Langues au baccalauréat : une triple épreuve pour une note unique

L’épreuve de langues au baccalauréat se compose de trois épreuves : une épreuve commune à l’écrit (compréhension et expression), une épreuve de compréhension de l’oral (conçue par l’établissement de l’élève), une épreuve d’expression orale en continu et en interaction (avec un enseignant du lycée).

Si chacune des dimensions est bien évaluée au baccalauréat, les élèves n’ont connaissance que d’une note finale, ne reflétant pas le détail de leurs compétences.

Un avantage pour les élèves les plus favorisés, particulièrement à l’écrit

Les élèves issus de milieux très favorisés obtiennent de meilleurs résultats au baccalauréat pour toutes les langues vivantes que les autres élèves (Figures 2 et 3). C’est davantage le cas pour l’anglais que pour l’allemand, certainement en partie parce que l’enseignement de cette dernière langue est dispensé à un public homogène (Cf. partie sur l’offre).

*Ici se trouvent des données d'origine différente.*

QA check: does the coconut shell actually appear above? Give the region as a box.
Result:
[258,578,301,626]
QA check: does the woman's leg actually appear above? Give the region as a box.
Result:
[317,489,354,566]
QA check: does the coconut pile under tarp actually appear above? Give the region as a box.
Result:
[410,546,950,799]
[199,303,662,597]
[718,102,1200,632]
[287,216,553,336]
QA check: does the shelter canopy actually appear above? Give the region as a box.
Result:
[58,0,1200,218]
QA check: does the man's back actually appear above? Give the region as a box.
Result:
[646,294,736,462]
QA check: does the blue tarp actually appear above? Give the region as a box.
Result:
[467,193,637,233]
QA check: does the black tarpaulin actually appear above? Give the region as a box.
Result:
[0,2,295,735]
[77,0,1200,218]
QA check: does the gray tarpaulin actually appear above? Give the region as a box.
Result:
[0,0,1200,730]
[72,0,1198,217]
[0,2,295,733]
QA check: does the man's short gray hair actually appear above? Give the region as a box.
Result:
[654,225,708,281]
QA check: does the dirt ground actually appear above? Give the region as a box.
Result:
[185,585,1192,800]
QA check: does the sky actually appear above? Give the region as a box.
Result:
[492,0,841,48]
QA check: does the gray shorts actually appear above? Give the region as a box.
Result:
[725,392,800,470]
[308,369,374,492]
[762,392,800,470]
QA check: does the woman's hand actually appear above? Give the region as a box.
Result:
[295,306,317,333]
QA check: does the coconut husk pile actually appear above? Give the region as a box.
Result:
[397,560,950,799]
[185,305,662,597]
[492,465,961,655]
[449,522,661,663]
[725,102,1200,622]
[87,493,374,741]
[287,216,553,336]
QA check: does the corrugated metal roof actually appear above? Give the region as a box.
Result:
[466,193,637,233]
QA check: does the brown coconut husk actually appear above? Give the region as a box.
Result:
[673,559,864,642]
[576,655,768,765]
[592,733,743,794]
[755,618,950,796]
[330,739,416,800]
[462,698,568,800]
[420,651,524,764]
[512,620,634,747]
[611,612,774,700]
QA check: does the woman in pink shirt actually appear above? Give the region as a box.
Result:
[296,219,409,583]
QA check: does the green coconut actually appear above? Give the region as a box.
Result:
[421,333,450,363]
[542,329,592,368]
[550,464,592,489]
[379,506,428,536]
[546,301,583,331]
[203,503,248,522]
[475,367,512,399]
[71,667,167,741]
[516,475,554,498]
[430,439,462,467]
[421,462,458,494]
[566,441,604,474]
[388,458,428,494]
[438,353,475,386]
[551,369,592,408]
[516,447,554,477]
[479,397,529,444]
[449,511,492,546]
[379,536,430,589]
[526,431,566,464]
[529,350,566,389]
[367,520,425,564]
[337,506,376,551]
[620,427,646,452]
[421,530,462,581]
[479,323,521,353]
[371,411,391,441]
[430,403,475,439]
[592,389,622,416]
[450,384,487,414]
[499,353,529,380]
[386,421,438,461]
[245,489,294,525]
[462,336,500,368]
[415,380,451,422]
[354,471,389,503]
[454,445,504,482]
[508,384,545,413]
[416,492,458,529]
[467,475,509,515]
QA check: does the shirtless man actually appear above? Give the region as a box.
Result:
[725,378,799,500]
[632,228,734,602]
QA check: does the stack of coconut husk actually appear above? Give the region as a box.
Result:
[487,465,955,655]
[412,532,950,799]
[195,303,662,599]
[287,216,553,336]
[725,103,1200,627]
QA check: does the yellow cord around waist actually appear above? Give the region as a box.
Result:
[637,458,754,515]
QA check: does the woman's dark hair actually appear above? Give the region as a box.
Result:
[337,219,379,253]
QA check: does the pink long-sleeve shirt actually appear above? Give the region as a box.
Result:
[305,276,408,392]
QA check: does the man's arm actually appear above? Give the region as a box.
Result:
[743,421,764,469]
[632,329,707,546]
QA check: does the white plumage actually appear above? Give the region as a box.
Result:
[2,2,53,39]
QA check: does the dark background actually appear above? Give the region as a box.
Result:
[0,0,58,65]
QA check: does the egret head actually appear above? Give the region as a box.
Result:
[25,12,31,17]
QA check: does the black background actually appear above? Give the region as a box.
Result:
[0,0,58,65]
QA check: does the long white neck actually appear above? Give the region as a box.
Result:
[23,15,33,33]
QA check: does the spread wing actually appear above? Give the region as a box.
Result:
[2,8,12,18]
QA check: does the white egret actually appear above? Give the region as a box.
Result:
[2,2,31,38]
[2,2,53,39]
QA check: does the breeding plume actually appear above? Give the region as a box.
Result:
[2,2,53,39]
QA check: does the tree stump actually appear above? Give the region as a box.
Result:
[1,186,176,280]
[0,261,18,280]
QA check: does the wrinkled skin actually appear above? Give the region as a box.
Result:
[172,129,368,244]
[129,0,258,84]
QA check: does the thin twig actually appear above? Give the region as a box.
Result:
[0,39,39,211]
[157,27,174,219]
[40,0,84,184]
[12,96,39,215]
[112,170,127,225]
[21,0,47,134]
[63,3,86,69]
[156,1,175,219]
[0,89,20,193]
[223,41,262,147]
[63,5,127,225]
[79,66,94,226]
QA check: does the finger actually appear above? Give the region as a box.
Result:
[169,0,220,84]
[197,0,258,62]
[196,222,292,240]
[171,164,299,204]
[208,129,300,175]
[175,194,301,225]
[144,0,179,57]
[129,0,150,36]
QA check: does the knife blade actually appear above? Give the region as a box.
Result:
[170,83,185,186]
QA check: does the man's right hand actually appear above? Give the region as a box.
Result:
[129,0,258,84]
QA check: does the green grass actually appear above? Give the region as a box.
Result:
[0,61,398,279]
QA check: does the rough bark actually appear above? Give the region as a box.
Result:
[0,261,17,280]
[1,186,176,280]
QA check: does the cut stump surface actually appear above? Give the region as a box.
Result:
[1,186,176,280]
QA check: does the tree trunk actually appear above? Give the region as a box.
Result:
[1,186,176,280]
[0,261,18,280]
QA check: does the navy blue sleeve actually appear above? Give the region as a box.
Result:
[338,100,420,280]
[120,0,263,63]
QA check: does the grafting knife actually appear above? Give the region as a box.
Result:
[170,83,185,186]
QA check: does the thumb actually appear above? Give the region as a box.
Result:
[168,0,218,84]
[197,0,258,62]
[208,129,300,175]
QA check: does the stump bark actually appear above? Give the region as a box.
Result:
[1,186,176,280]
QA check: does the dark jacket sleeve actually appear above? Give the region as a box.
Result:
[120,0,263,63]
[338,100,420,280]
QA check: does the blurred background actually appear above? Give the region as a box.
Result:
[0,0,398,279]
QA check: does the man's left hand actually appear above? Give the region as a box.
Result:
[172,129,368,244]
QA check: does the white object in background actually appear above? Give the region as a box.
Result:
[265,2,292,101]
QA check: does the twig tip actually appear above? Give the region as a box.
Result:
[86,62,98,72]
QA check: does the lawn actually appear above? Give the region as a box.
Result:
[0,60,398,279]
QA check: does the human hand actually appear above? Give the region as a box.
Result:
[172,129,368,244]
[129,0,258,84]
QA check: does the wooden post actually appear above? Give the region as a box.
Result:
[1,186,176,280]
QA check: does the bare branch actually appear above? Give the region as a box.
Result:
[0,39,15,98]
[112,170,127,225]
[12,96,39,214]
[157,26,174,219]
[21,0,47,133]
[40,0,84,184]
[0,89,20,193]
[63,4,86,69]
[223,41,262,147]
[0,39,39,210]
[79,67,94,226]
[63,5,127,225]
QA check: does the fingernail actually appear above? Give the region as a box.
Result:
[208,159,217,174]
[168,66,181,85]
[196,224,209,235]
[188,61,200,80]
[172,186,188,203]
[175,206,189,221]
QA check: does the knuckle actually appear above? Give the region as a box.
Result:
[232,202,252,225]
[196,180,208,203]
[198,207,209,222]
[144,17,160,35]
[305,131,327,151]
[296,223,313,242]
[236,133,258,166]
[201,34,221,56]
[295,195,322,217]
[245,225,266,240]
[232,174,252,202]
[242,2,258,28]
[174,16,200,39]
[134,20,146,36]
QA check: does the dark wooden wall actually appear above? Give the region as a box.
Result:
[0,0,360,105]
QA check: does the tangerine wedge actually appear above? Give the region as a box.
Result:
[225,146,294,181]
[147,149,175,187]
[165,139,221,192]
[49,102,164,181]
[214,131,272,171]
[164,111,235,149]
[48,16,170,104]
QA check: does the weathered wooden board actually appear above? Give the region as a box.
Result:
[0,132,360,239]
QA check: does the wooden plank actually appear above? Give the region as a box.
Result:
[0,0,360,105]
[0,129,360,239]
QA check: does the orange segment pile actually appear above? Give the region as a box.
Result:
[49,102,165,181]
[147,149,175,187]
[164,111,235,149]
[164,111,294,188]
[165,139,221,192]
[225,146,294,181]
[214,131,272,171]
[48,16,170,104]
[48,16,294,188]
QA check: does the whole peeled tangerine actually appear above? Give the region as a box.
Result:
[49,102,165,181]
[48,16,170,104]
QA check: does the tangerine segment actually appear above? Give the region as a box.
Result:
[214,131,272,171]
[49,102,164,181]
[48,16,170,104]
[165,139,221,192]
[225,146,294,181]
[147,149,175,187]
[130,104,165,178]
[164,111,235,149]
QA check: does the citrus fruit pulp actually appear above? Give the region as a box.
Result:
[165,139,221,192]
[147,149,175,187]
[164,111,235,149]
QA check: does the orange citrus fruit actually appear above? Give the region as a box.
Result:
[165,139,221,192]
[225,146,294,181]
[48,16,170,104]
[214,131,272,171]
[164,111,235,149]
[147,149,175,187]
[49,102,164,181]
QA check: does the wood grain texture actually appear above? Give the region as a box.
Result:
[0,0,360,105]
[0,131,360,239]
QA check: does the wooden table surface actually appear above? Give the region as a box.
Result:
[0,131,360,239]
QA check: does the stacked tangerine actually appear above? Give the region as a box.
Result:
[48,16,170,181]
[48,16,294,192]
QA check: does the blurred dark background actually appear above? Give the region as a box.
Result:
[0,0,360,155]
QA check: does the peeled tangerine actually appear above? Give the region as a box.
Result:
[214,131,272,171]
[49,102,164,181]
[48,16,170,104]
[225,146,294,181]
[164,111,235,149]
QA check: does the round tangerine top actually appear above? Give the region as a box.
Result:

À l’écrit, en anglais, les élèves très favorisés ont en moyenne 2,02 points de plus que les élèves défavorisés. Cet écart est à peine supérieur à 1 point pour l’espagnol et l’allemand. À l’oral, ces écarts sont moindres mais toujours présents à hauteur de 1,62 point pour l’anglais et 1,16 point pour l’espagnol.

Écart sur la note en langues au baccalauréat général 2017,
entre les élèves très favorisés et les élèves défavorisés

Ces inégalités sociales constatées dans les résultats au baccalauréat apparaissent comme la conséquence du parcours des élèves en langues. En effet, selon l’enquête Cedre (Depp, MENJ), des écarts de niveau en langues apparaissent dès le primaire entre les écoles les plus favorisées et les plus défavorisées. Ils se retrouvent également au collège.

Un avantage pour les filles dans toutes les langues vivantes

Les notes des filles sont supérieures à celles des garçons quelle que soit la langue considérée, à l’écrit comme à l’oral.

Les écarts de notes entre filles et garçons sont particulièrement marqués en allemand (1,25 point à l’écrit ; 1,12 à l’oral) (Tableau 2). Ils sont réduits en anglais (0,33 point à l’écrit ; 0,35 à l’oral).

Écart sur la note en langues au baccalauréat général 2017, selon le genre

Tout comme pour les différences sociales, l’écart entre filles et garçons constaté au bac semble être le prolongement d’une différence qui existe dès l’école primaire, mais aussi au collège, selon les résultats de l’enquête Cedre (Depp, MENJ).